THE NEA BRIDGE by Phillip Alder
DO NOT LEAP BEFORE LOOKING
Edwin Percy Whipple, a 19th-century essayist, wrote, “Talent jogs to conclusions to which Genius takes giant leaps.”
That is fine as long as Genius isn’t missing the mark, which can happen. Slowly reaching the right answer is much better than jumping to the wrong conclusion.
In today’s deal, South is in three no-trump. West leads his fourth-highest spade. East wins with his ace and returns the two (lowest of three remaining cards). South wins with his king and cashes the club ace, but East discards a spade. How should declarer proceed from there? Also, what do you think of the bidding?
Taking those questions in reverse order, South should open two no-trump. He has 21 prime points with so many aces and kings. To open one diamond and rebid three clubs would probably work fine here, but it would risk missing a slam because partner would not expect such a powerful hand.

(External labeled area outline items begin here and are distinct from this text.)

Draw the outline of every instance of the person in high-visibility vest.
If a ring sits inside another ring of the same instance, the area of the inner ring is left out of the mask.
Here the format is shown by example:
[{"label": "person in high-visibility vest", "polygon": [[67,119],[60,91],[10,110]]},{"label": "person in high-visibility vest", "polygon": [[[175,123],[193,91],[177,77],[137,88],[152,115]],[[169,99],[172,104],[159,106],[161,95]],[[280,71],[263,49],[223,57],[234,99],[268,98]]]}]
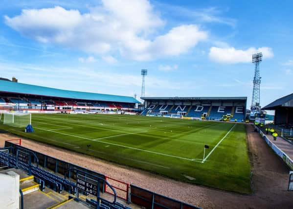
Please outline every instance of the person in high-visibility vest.
[{"label": "person in high-visibility vest", "polygon": [[274,133],[272,134],[272,136],[273,137],[273,140],[276,141],[277,140],[277,137],[278,136],[278,134],[277,134],[276,132],[274,132]]},{"label": "person in high-visibility vest", "polygon": [[273,130],[273,129],[271,128],[270,129],[270,133],[271,134],[271,135],[272,135],[272,134],[273,134],[275,132],[275,130]]}]

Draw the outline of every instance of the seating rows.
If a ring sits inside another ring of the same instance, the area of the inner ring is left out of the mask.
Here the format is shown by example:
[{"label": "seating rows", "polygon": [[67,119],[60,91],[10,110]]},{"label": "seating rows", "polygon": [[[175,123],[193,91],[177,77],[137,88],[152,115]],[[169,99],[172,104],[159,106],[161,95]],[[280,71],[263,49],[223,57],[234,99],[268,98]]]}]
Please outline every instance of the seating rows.
[{"label": "seating rows", "polygon": [[[6,162],[9,161],[10,166],[16,166],[16,160],[15,157],[12,154],[9,156],[5,155],[3,152],[0,152],[0,162]],[[29,165],[21,161],[18,161],[18,166],[20,168],[28,171]],[[31,172],[33,175],[40,182],[40,188],[43,190],[45,186],[50,188],[55,191],[61,193],[62,190],[65,190],[71,194],[75,194],[76,187],[75,184],[68,180],[65,180],[55,173],[45,170],[40,167],[37,167],[34,165],[31,166]],[[98,202],[94,199],[89,200],[87,199],[87,202],[92,206],[96,206]],[[105,199],[101,199],[100,208],[103,209],[131,209],[131,208],[125,206],[118,202],[112,203]]]},{"label": "seating rows", "polygon": [[220,119],[223,116],[232,113],[232,107],[229,106],[212,106],[209,117],[213,119]]},{"label": "seating rows", "polygon": [[170,111],[171,114],[177,114],[179,112],[187,113],[189,109],[189,105],[174,105]]},{"label": "seating rows", "polygon": [[189,111],[187,116],[188,117],[200,118],[204,113],[207,114],[210,107],[210,106],[193,106]]},{"label": "seating rows", "polygon": [[23,100],[23,99],[22,99],[21,98],[11,98],[10,99],[9,99],[10,101],[13,103],[15,103],[15,104],[17,104],[17,103],[27,103],[27,102],[26,101],[24,101],[24,100]]},{"label": "seating rows", "polygon": [[134,105],[129,104],[123,103],[110,103],[105,102],[90,102],[87,101],[77,102],[77,101],[67,101],[66,100],[51,100],[49,99],[42,100],[36,98],[0,98],[0,103],[13,103],[18,104],[19,103],[23,104],[31,104],[34,105],[41,105],[42,104],[45,104],[47,105],[56,105],[57,106],[89,106],[89,107],[98,107],[100,108],[134,108]]},{"label": "seating rows", "polygon": [[[173,108],[171,109],[172,107]],[[148,112],[149,115],[155,116],[159,115],[160,111],[168,111],[167,115],[176,114],[179,112],[187,113],[187,116],[192,117],[200,118],[203,114],[208,114],[210,106],[194,105],[190,108],[188,105],[150,105],[141,114],[145,116]],[[209,119],[218,120],[221,119],[224,115],[232,115],[232,106],[212,106],[208,117]],[[242,121],[245,118],[245,110],[244,107],[234,107],[234,115],[231,119],[237,119],[238,121]],[[189,110],[189,111],[188,111]]]},{"label": "seating rows", "polygon": [[29,99],[28,102],[32,104],[41,105],[42,102],[35,99]]}]

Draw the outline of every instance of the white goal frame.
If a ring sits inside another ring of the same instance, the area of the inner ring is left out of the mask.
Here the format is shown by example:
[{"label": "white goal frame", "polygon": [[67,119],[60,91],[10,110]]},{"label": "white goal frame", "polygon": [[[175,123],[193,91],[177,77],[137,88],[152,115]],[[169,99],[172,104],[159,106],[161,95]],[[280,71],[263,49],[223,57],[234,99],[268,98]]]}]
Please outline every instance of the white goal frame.
[{"label": "white goal frame", "polygon": [[3,124],[5,124],[5,115],[9,115],[12,116],[12,120],[11,124],[15,123],[15,116],[24,116],[29,115],[29,120],[28,121],[28,123],[26,125],[31,125],[31,113],[1,113],[1,116],[0,116],[0,120],[2,119],[2,115],[3,115]]}]

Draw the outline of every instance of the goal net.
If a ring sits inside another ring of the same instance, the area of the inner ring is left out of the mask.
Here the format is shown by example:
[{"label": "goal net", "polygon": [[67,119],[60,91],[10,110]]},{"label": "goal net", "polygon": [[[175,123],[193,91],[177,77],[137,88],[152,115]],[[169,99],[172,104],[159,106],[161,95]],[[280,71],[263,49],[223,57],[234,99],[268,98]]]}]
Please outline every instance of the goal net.
[{"label": "goal net", "polygon": [[3,114],[3,124],[22,128],[31,124],[31,114],[28,113],[9,113]]}]

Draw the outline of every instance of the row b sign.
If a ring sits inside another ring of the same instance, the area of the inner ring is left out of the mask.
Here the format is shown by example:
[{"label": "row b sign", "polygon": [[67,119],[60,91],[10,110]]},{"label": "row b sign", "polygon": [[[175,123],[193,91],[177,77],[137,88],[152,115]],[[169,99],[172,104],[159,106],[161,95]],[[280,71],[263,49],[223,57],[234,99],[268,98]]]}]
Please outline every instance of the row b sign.
[{"label": "row b sign", "polygon": [[94,196],[97,195],[98,192],[97,185],[88,182],[80,179],[76,179],[76,186],[80,190],[88,192]]}]

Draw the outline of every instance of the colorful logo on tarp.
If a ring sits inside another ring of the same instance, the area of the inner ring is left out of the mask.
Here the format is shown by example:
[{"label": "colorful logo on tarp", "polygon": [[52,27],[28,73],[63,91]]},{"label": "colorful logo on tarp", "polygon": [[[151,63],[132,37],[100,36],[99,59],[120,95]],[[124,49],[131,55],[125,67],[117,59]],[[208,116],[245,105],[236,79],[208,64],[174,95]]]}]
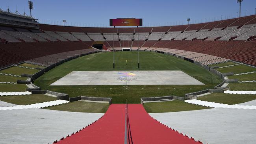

The bad club break is bothersome, but might South still take nine tricks?
Yes, if he can collect one spade, three hearts, three diamonds and two clubs. This seems to require the diamond finesse. And that is a favorite, given that West started with five spades and four clubs. (The odds have gone up from 50 to 69 percent.)
However, here, if Genius immediately takes his three hearts tricks ending on the board and plays a diamond to his jack, he goes down. The talented player cashes his diamond ace first, just in case West started with a singleton queen. You never know!